Jordan has no oil and gas of its own and imports 98% of the fuel it needs to generate electricity.
The country used to import natural gas via the Arab Gas Pipeline from Egypt, which supplied 88% — approximately 1 billion cubic metres of natural gas per year — of Jordan’s needs to generate electricity. However, repeated attacks on the pipeline since 2011 forced Jordan’s power plants to find other suppliers and sent its energy bill to record highs.
The deal with Noble Energy would enable Jordan to import around 8.5 million cubic metres of gas per day, about 40% of its needs.
NEPCO said feasibility and technical studies indicated the deal should help it achieve a $600 million annual surplus and keep electricity prices down.

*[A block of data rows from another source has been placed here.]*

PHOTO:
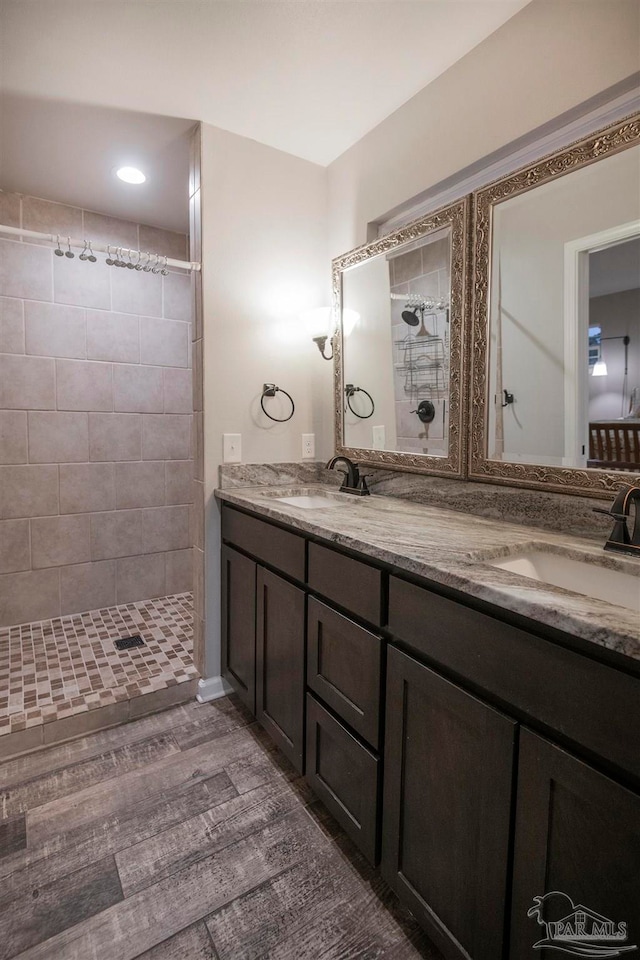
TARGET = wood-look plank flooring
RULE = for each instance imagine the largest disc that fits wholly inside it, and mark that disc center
(184, 836)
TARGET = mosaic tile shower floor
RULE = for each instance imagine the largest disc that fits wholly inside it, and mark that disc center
(59, 668)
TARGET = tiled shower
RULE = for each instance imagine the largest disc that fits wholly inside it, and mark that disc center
(95, 466)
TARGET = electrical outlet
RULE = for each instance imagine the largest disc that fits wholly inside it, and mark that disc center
(378, 442)
(308, 446)
(231, 448)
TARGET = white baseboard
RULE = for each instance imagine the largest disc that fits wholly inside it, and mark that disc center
(212, 689)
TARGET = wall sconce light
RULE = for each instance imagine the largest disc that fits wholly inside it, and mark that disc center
(321, 327)
(600, 367)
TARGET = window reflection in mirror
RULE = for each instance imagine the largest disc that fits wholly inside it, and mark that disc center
(396, 349)
(564, 304)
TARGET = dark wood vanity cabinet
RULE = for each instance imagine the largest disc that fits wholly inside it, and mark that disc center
(425, 726)
(449, 761)
(345, 775)
(577, 834)
(239, 624)
(280, 663)
(344, 668)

According to NEPCO, the agreement would allow Jordan to utilise gas fields discovered in the Palestine territories, Cyprus and Egypt by making “Jordan part of regional project by the European Union and the Union for the Mediterranean aimed at taking advantage of gas finds in the eastern Mediterranean”.

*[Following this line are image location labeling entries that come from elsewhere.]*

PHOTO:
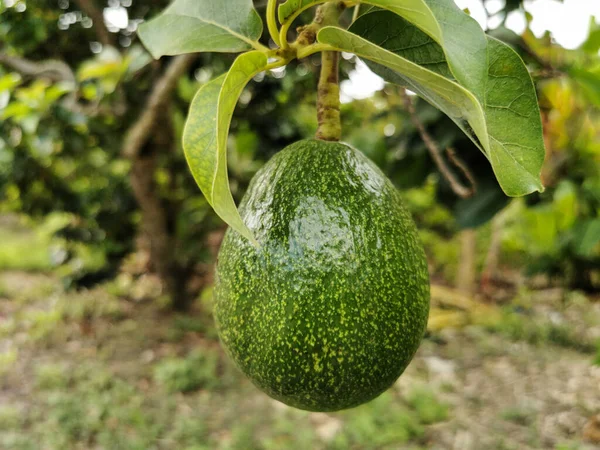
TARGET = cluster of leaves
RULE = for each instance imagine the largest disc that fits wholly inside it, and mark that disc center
(430, 46)
(61, 137)
(559, 230)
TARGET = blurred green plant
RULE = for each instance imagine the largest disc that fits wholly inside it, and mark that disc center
(197, 370)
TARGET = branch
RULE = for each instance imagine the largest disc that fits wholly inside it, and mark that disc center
(97, 16)
(141, 130)
(52, 69)
(455, 184)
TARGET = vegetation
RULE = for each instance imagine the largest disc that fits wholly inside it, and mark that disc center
(105, 239)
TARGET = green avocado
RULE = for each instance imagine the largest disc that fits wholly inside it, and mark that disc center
(331, 307)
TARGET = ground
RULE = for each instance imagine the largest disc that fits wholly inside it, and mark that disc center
(111, 368)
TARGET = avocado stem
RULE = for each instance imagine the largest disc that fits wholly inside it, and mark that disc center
(328, 99)
(328, 94)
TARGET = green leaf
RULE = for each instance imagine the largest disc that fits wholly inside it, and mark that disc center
(505, 124)
(459, 35)
(189, 26)
(206, 132)
(292, 8)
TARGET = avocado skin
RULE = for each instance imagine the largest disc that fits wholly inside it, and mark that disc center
(330, 309)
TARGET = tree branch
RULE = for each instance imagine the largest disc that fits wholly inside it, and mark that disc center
(455, 184)
(97, 16)
(52, 69)
(141, 130)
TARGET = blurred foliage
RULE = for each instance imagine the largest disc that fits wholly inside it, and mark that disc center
(61, 144)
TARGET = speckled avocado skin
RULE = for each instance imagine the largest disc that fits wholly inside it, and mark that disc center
(327, 313)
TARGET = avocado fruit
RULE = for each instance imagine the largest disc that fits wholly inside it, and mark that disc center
(329, 309)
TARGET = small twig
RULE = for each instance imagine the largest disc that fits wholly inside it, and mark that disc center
(52, 69)
(462, 166)
(455, 184)
(141, 130)
(95, 13)
(328, 94)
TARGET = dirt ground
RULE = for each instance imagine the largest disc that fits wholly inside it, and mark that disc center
(104, 370)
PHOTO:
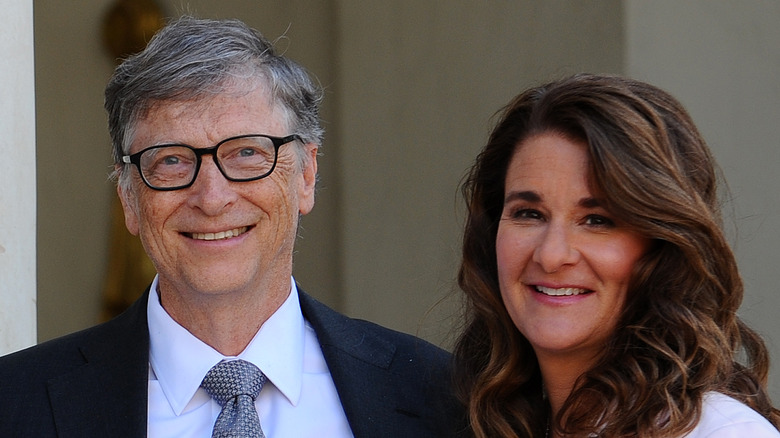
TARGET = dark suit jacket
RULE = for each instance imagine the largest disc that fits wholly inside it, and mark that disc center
(94, 383)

It would also allow Jordan to diversify energy supplies in light of the attacks on the Egyptian gas pipeline.
NEPCO signed a letter of intent with Noble Energy in September 2014 to research supplying its power stations with gas from the Mediterranean field off the coast of Haifa. The letter of intent led to contentious debates within Jordan and many members of parliament and activists rejected the idea of importing gas from Israel.
In 2015, Abdullah Ensour, then the prime minister, said the plan would be put on hold “until the US company settles its ongoing legal dispute with Israel”. Israeli Antitrust commissioner David Gilo had rescinded an agreement with Noble Energy and Delek Group allowing the two companies to retain majority stakes in Israel’s two biggest gas fields, Tamar and Leviathan.
NEPCO said the 1994 Jordan-Israel peace treaty regulates the two countries’ relations. According to the company, the deal with Noble Energy is only one future gas import option.
“Signing the deal is in line with the government’s policy to diversify its energy resources and increase the competitiveness of the major national industries,” the state-owned company said in a statement.
Jordan cannot only rely solely on renewable energy to meet electricity demand, which, according to official figures, rises 6-7% annually, but also needs natural gas, the statement said.
According to the government, Jordan will continue to import liquefied natural gas through the terminal in Aqaba.
Government spokesman Mohammad Momani said it was shallow to suggest that Jordan supports the Israeli occupation by signing the gas deal.
“We are the one country most capable of confronting this occupation,” he said in televised remarks. The matter should be put in perspective, he said, since Jordan had a peace deal with Israel and long-standing bilateral trade agreements.
The deal is a strategic choice based on the need to diversifying energy supplies and does not put Jordan at Israel’s mercy as some had suggested, Momani said.
Activists threatened to sue the government over the gas deal with Israel, which they said would hurt the kingdom’s economy.
“The government prefers to support the terrorist Israeli entity with billions of dollars instead of investing in renewable energy projects and creating jobs for Jordanians,” said a member of the Jordanian National Campaign Against the Gas Agreement with the Zionist Entity group who declined to be named.
The group said it formed a legal team in cooperation with the Jordan Bar Association to file a lawsuit against the government calling for the cancellation of the agreement.
“It is a deal rejected by the people of Jordan. It has long-term economic, political and moral consequences that would affect the country. By signing the agreement, our national security and economy will be at the mercy of the Zionist entity,” said Sireen Itani, a member of the boycott, divestment and sanctions (BDS) movement in Jordan.
The deal would see Jordan investing and developing Israel’s energy sector, she said.
“A good percentage of our electricity bills would be sent to Israel. We would be funding its next war on Gaza,” she said.
Even younger, non-political Jordanians tended to agree.
“I think the government should not accept it since Palestinians are murdered in Palestine by Israel every day,” said university student Heba Khaleed, 19. “And to think we would have another contract with the Zionist state. We are letting our martyrs down.”